We have a heavily nested json document containing server metrcs, the document contains > 1000 fields some of which are completely irrelevant to us for analytic purposes so i would like to remove them before indexing the document in Elastic.
However i am unable to find the correct filter to use as the fields i want to remove have common names in multiple different objects within the document.
The source document looks like this ( reduced in size)
[
{
"server": {
"is_master": true,
"name": "MYServer",
"id": 2111
},
"metrics": {
"Server": {
"time": {
"boundary": {},
"type": "TEXT",
"display_name": "Time",
"value": "2018-11-01 14:57:52"
}
},
"Mem_OldGen": {
"used": {
"boundary": {},
"display_name": "Used(mb)",
"value": 687
},
"committed": {
"boundary": {},
"display_name": "Committed(mb)",
"value": 7116
}
"cpu_count": {
"boundary": {},
"display_name": "Cores",
"value": 4
}
}
}
}
]
I wish to remove the "display_name", "boundary" and possible "type" fields from all of the objects.
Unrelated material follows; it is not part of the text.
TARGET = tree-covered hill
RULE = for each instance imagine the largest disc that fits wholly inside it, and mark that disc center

I have started with a simple enough rubyfilter to loop the json
filter {
split{
field => "message"
}
ruby {
code => '
event.get("[metrics][Mem_OldGen][used]").to_hash.keys.each { |k|
logger.info("field is:", k)
if k.include?("display_name")
event.remove(k)
end
if k.include?("boundary")
event.remove(k)
end
}
'
}
}
It first splits the input into one event per server, then it should loop and remove the fields. However i cannot see how to made this sufficiently generic, or to get it to actually remove the field.
EDIT: ELK version 5.6.8